QAMISHLI, Syria (North Press) – Turkey’s irrigation and power projects over the last decades have contaminated the Euphrates River and decreased the volume of water flowing to Syria by an estimated 40 percent, a research institution said on Friday.

The UAE-based Trends Research and Advisory said the dam-building projects in Ankara have had a direct impact on Syria, lowering water flows to the country by an estimated 40 percent.

The institution indicated that comparing Syria’s total annual water outflow to its internal renewable water resources by 2011, the proportion was 160 percent, adding that such lowered water flow figures raise serious concerns. 

Turkey has always been a disturbing neighbor to Syria as all its activities have harmed Syrian people. Between late 1990s and early 2000s, Turkey achieved the Southeastern Anatolia Project (GAP) that includes the establishment of a number of dams on the Euphrates and Tigris, cutting off water to both Syria and Iraq, a step that violates the international covenants, according to the 1987 agreement.

The 1987 agreement that was signed between Turkey, Syria and Iraq under the auspices of the United Nations (U.N.), Syria’s share of the Euphrates River is 500 cubic meters per second, but the amount of water stored behind the Euphrates Dam has decreased from 14 billion cubic meters to only 10 billion, causing the Euphrates Lake to lose 75 percent of its effective reserve.

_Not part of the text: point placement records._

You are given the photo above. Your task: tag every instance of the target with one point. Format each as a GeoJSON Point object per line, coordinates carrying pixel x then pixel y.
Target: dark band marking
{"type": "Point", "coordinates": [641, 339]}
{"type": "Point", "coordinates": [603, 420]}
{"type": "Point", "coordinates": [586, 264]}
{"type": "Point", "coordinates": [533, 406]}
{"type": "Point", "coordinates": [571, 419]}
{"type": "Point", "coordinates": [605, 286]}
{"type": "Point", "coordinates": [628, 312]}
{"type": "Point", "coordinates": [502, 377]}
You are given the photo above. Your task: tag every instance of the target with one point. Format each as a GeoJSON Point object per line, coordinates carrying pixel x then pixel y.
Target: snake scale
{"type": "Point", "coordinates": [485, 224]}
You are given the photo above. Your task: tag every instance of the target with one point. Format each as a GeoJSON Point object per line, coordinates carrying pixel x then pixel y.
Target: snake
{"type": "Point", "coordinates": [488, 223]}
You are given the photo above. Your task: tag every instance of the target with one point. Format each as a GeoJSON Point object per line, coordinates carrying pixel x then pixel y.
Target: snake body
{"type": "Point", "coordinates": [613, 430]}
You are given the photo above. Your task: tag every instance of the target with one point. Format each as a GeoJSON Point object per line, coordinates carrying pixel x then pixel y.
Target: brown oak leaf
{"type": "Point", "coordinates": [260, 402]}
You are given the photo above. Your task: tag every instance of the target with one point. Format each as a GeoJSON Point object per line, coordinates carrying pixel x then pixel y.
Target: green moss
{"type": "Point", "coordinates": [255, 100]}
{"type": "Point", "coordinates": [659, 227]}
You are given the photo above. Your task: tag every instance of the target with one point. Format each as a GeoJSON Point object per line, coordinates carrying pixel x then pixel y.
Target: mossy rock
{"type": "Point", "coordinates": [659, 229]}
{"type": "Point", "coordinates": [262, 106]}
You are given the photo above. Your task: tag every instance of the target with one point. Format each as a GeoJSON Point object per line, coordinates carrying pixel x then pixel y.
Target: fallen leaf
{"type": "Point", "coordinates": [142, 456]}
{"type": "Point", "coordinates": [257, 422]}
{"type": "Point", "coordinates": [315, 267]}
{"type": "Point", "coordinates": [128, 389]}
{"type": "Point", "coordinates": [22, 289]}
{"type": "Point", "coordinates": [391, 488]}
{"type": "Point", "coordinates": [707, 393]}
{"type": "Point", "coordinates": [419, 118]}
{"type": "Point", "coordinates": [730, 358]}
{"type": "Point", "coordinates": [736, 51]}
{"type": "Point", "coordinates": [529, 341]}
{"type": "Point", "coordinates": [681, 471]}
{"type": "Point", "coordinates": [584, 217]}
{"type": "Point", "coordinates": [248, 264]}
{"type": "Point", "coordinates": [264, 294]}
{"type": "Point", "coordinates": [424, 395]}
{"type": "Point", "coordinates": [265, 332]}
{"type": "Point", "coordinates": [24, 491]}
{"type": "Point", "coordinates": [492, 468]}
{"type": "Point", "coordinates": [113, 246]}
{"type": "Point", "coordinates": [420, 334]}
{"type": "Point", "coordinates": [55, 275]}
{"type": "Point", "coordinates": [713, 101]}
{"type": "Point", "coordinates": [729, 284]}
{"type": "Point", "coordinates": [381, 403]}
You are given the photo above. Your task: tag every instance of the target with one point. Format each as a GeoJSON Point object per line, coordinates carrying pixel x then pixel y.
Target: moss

Also, the maximum level of the Euphrates Lake is 304 meters above sea, but the level has dropped to 297,75. The lake has lost over six meters vertically, with two cm daily loss.

Instead of supplying 500 cubic meters of water per second as agreed, Turkey permitted hardly 200 cubic meters to reach Syria with the construction of the Ataturk Dam, causing a sharp drop in water levels and raising the possibility of a serious humanitarian disaster, the institution noted.